All Products
Search
Document Center

Simple Log Service:Obtain data from an ApsaraDB RDS for MySQL database for data enrichment

Last Updated:Feb 19, 2024

The data transformation feature of Simple Log Service allows you to obtain data from ApsaraDB RDS for MySQL databases and enrich the data based on data transformation rules.

Background information

When you analyze data, you may need to obtain data from different storage sources. For example, the data of user operations and user behavior is stored in Simple Log Service, and the data of user properties and registration is stored in an ApsaraDB RDS for MySQL database. In this case, you can use the data transformation feature to obtain data from the database and store the data in a Logstore.

You can use the res_rds_mysql function to obtain data from an ApsaraDB RDS for MySQL database and then use the e_table_map or e_search_table_map function to enrich the data.

Note
  • The instance on which your ApsaraDB RDS for MySQL database is created must reside in the same region as your Simple Log Service project. Otherwise, you cannot obtain data from the database.

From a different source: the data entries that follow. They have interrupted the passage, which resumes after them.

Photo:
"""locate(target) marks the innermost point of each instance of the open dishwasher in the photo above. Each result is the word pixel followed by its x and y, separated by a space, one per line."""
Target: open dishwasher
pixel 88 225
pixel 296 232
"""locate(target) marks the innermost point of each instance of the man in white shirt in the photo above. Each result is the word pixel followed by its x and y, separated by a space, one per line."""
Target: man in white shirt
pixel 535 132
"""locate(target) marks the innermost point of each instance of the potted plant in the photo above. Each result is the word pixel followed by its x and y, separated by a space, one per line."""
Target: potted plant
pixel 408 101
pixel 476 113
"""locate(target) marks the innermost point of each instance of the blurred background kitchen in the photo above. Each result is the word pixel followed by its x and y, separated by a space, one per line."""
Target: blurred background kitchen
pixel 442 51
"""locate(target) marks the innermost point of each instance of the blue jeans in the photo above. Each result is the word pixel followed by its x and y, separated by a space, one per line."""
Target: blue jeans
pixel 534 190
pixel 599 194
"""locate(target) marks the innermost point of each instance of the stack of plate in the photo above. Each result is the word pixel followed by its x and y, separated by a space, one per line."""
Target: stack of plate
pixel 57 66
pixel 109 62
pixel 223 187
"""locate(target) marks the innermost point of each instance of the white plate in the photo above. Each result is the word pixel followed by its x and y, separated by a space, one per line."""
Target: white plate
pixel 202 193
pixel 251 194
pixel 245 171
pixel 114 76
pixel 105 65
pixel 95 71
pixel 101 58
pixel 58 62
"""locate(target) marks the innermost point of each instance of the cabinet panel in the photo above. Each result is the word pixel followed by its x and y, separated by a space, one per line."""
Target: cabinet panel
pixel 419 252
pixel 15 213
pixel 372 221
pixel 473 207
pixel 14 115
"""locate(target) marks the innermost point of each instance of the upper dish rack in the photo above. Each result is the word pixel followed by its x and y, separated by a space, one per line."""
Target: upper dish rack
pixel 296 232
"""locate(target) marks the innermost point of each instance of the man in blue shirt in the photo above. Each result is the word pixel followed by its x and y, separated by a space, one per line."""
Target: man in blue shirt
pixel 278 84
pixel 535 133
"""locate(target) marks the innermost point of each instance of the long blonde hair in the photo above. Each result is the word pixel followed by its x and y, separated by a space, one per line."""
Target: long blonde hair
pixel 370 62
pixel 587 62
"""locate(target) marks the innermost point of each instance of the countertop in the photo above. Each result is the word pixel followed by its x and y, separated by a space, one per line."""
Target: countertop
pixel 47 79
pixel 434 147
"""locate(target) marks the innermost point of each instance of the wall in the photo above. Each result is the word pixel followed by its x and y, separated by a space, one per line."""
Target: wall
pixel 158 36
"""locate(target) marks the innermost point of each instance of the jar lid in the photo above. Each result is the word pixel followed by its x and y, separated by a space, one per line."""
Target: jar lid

  • You can access and obtain data from an ApsaraDB RDS for MySQL database by using an internal endpoint of the instance on which the database is created. For more information, see Obtain data from an ApsaraDB RDS for MySQL database over the internal network.

Use the e_table_map function to enrich data

In this example, the e_table_map and res_rds_mysql functions are used to enrich data.

  • Raw data

    • Sample data records in a table of an ApsaraDB RDS for MySQL database

      province

      city

      population

      cid

      eid

      Shanghai

      Shanghai

      2000

      1

      00001

      Tianjin

      Tianjin

      800

      1

      00002

      Beijing

      Beijing

      4000

      1

      00003

      Henan

      Zhengzhou

      3000

      2

      00004

      Jiangsu

      Nanjing

      1500

      2

      00005

    • Sample logs in a Simple Log Service Logstore

      time:"1566379109"
      data:"test-one"
      cid:"1"
      eid:"00001"
      
      time:"1566379111"
      data:"test_second"
      cid:"1"
      eid:"12345"
      
      time:"1566379111"
      data:"test_three"
      cid:"2"
      eid:"12345"
      
      time:"1566379113"
      data:"test_four"
      cid:"2"
      eid:"12345"
  • Transformation rule

    You can configure a transformation rule to match the cid field in the Logstore against the cid field in the table. If a value of the cid field is the same between the Logstore and table, a log matches a data record. Then, the system returns the province, city, and population fields and the field values for the matched data record in the table, and concatenates the returned data with the matched log in the Logstore to generate a new log.

    Note
    • If multiple values of a field are matched in the table, the e_table_map function obtains only the first data record. In this example, the cid field in the table has multiple values of 1.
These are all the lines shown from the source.